Saitta et al. (1992) found that the human COL6A2 gene uses alternative processing to produce multiple mRNA transcripts differing in the 5-prime untranslated region as well as in the 3-prime coding and noncoding sequences.
Saitta et al. (1992) demonstrated that the COL6A2 gene contains 30 exons and spans 36 kb.
By somatic cell hybrid and FISH analysis, Weil et al. (1988) mapped the COL6A2 gene to chromosome 21q22.3.
Klewer et al. (1998) studied COL6A2 gene expression in the developing mammalian heart. The pattern of expression was identical to that of COL6A1.

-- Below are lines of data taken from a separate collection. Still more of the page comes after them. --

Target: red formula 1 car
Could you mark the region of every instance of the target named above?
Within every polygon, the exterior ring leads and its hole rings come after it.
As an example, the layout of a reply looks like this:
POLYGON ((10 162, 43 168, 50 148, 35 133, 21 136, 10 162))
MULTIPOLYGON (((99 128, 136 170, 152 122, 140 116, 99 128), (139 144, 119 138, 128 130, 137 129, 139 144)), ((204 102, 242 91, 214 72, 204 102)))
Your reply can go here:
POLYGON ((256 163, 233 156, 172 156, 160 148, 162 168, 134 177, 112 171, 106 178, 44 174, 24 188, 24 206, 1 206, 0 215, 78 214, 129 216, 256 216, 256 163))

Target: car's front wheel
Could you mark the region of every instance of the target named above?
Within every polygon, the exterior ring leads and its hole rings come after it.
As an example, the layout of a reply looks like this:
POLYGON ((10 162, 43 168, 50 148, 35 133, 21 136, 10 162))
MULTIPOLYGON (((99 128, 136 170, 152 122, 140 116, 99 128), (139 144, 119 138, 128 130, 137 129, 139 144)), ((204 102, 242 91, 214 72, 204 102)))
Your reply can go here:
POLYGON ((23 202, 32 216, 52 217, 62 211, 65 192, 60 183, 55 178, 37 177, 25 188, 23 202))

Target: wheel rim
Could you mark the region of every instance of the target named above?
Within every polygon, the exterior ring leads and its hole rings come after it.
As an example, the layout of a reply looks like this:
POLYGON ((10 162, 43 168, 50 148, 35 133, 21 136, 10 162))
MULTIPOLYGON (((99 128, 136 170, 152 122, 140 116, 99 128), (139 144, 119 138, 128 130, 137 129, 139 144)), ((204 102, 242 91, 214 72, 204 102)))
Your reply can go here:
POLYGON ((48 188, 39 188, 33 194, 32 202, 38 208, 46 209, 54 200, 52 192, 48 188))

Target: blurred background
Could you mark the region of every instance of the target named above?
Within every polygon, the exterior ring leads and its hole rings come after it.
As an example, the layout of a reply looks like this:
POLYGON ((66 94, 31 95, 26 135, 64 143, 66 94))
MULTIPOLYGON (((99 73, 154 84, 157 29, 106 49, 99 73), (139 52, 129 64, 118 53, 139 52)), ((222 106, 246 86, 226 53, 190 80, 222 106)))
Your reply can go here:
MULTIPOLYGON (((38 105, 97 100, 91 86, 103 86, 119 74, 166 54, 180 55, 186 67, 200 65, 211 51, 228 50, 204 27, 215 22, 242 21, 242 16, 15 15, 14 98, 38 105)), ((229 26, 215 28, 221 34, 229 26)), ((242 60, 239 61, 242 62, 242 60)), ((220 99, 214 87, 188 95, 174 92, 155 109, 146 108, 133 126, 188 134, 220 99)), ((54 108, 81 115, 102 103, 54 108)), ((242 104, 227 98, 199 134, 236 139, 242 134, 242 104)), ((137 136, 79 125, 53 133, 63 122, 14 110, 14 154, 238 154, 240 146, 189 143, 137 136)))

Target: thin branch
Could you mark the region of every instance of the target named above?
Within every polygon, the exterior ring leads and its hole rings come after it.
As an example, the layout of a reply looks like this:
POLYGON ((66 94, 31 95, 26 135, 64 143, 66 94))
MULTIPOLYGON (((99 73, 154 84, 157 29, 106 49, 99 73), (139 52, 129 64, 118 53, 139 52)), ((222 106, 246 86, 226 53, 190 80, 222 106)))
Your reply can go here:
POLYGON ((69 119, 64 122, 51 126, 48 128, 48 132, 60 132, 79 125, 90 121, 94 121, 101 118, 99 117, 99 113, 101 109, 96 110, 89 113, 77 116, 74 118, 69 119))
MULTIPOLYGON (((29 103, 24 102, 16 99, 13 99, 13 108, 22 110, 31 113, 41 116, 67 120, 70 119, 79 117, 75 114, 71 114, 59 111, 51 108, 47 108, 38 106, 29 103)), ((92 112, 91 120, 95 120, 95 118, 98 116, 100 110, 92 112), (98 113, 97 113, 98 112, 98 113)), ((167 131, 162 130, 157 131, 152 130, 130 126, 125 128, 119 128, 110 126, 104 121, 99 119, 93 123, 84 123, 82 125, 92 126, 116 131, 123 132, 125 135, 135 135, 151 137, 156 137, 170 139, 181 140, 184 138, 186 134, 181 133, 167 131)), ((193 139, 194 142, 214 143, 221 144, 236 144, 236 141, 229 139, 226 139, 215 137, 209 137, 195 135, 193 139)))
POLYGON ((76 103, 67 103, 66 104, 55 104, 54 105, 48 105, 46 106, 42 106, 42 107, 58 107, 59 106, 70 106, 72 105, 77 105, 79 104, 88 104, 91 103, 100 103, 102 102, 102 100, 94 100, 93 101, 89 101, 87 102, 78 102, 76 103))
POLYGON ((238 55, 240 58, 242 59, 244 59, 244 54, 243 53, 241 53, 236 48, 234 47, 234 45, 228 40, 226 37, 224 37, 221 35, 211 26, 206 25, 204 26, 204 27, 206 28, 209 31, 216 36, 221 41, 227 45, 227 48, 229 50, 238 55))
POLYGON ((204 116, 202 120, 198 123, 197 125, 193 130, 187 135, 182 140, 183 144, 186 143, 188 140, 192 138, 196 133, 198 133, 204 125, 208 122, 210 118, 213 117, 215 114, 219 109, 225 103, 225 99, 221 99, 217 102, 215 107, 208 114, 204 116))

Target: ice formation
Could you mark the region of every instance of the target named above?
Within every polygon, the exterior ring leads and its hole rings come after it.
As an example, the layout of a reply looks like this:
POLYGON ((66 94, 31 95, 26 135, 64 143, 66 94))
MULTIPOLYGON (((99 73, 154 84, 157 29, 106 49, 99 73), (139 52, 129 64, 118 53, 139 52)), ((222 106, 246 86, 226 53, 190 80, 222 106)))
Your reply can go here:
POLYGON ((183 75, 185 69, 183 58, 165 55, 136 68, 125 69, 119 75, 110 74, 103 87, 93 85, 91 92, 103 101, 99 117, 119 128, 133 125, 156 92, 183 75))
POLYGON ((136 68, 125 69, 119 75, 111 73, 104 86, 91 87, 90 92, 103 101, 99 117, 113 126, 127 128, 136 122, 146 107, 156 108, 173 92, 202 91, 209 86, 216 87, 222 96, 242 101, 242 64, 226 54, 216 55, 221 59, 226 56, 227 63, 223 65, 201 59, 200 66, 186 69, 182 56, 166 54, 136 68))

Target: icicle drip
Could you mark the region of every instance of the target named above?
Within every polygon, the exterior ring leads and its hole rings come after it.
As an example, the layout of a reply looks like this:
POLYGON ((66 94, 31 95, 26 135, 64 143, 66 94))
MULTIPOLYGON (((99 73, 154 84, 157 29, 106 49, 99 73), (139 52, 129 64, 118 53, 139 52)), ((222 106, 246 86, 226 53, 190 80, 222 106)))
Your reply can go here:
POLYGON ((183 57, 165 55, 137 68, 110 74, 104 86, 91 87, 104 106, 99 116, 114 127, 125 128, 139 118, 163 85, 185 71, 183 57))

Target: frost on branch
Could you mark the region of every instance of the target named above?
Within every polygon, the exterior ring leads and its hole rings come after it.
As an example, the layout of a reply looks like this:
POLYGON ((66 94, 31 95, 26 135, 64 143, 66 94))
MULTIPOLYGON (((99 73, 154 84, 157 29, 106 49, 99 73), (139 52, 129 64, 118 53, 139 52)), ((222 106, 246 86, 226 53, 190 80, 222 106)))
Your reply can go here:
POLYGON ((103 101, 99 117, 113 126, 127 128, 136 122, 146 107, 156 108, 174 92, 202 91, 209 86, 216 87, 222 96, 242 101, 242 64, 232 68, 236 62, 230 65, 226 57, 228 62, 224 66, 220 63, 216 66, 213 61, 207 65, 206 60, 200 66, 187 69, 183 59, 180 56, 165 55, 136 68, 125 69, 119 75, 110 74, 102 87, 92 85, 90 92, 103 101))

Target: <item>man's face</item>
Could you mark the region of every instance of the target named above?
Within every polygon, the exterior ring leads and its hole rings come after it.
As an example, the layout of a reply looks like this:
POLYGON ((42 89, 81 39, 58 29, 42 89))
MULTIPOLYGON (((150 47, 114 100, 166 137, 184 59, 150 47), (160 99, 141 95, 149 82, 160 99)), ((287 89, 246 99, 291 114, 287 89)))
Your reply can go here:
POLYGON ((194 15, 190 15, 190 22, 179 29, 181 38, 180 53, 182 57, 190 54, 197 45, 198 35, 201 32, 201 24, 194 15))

Bethlem Myopathy 1B and Ullrich Congenital Muscular Dystrophy 1B
In 9 kindreds with the Bethlem form of autosomal dominant myopathy with contractures (see BTHLM1A, 158810 and BTHLM1B, 620725), Jobsis et al. (1996) demonstrated genetic linkage to the COL6A1-COL6A2 cluster on 21q22.3. By sequence analysis in 4 families, Jobsis et al. (1996) identified a mutation in COL6A1 (120220.0001) in 1 kindred and a mutation in COL6A2 (120240.0002) in 2 others. Both mutations disrupted the Gly-X-Y motif of the triple helical domain by substitution of gly for either val or ser. Analogous to the putative perturbation of the anchoring function of the dystrophin-associated complex in congenital muscular dystrophy with mutations in the alpha-2 subunit of laminin (156225), the observation suggested a similar mechanism in Bethlem myopathy.
Ullrich scleroatonic muscular dystrophy, also known as Ullrich congenital muscular dystrophy (see UCMD1B; 620727), shares some clinical features with Bethlem myopathy, such as joint contractures, but displays a more severe course. Camacho Vanegas et al. (2001) demonstrated recessive mutations in the COL6A2 gene (see 120240.0002) leading to UCMD.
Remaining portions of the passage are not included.